Lindner: Das ist eine individuelle Entscheidung von ihr und eine Angelegenheit der CDU. Sie hat ja gesagt, dass aus ihrer Sicht Kanzlerschaft und CDU-Vorsitz in eine Hand gehören. Sie hat die ungeklärte Frage zum Umgang mit AfD und Linkspartei selbst angesprochen. Noch nach der Rückzugsentscheidung von Annegret Kramp-Karrenbauer hat der Generalsekretär der CDU in Thüringen den Unvereinbarkeitsbeschluss, den ein CDU-Bundesparteitag getroffen hat, öffentlich kritisiert. Das zeigt: Da ist eine Diskussion im Gange. Aber das ist nicht unsere Diskussion, wir sind in der Sache ganz klar.

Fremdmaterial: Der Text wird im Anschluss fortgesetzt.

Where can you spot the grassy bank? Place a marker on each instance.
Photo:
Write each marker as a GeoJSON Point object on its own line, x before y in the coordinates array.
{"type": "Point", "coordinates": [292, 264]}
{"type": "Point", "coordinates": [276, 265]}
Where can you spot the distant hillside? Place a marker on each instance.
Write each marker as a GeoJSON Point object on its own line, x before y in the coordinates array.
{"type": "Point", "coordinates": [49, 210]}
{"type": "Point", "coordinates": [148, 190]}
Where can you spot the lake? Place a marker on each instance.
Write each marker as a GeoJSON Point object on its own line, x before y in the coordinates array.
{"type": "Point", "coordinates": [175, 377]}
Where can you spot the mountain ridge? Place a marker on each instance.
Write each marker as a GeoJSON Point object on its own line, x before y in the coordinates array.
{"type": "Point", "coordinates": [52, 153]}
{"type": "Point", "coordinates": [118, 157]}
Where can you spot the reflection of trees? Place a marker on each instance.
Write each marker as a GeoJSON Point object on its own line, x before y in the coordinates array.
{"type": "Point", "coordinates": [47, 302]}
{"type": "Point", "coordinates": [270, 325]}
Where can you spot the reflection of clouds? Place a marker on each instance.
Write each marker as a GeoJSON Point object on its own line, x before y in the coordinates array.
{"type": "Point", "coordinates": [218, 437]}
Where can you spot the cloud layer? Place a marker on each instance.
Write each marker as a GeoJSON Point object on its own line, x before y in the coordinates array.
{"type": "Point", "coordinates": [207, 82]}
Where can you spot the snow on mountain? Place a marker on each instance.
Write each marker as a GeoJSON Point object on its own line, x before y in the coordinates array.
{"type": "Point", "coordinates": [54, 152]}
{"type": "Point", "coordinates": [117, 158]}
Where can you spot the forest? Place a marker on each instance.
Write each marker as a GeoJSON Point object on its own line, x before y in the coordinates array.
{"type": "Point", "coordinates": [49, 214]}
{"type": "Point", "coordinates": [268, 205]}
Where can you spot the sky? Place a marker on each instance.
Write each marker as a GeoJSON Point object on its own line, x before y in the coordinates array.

Frage: Es soll ja auch noch andere bundespolitische Themen geben: Mit welchen Inhalten wollen Sie in den kommenden Monaten politisch überzeugen?
Lindner: Die FDP ist eine Partei, die dem einzelnen Menschen etwas zutraut. Wir möchten deshalb die Menschen befreien von ärgerlicher Bürokratie, angefangen bei der komischen Bon-Pflicht. Wir wollen sie schützen vor immer höherer Belastung, zum Beispiel durch immer höhere Steuern. Wir wollen sie stark machen durch ein zeitgemäßes Bildungssystem, nicht nur am Beginn des Lebens, sondern während des ganzen Lebens. Unsere politische Kern- und Grundposition ist: Wir wollen immer wieder neue Chancen eröffnen.
Frage: Braucht es dafür wirklich die FDP?
Lindner: In Zeiten, wo das von allen möglichen Seiten angegriffen wird, wo das Eigentum relativiert wird, wo der Staat immer mehr von den Leistungen der Menschen für sich beansprucht; in Zeiten, wo wir immer mehr ärgerliche Bürokratie im Alltag haben, wo wir Schlüsselindustrien kaputt und klein reden wie beispielsweise das Auto mit Verbrennungsmotor, in denen wir immer noch keinen handlungsfähigen Rechtsstaat haben in Fragen der Migration – da braucht es diese politische Position der Mitte dringender denn je.
Frage: Was haben Sie ganz persönlich in den vergangenen Tagen gelernt?
Lindner: Politik ist unberechenbar und immer auch abhängig von Lagen, die man nie hat voraussehen können. Während vor einer Woche die Ministerpräsidentenwahl aus Thüringen auf dem TV-Bildschirm in meinem Büro übertragen worden ist, saß ich mit meinem Social-Media-Team zusammen, vor der Tür warteten die Redakteure des Magazins des Wirtschaftsrats der CDU, die unsere marktwirtschaftlichen Positionen in ihrem Blatt haben wollten. Für 14 Uhr war der Comedian Ingo Appelt angekündigt, um mit mir einen Podcast aufzuzeichnen. Und dann kam alles anders.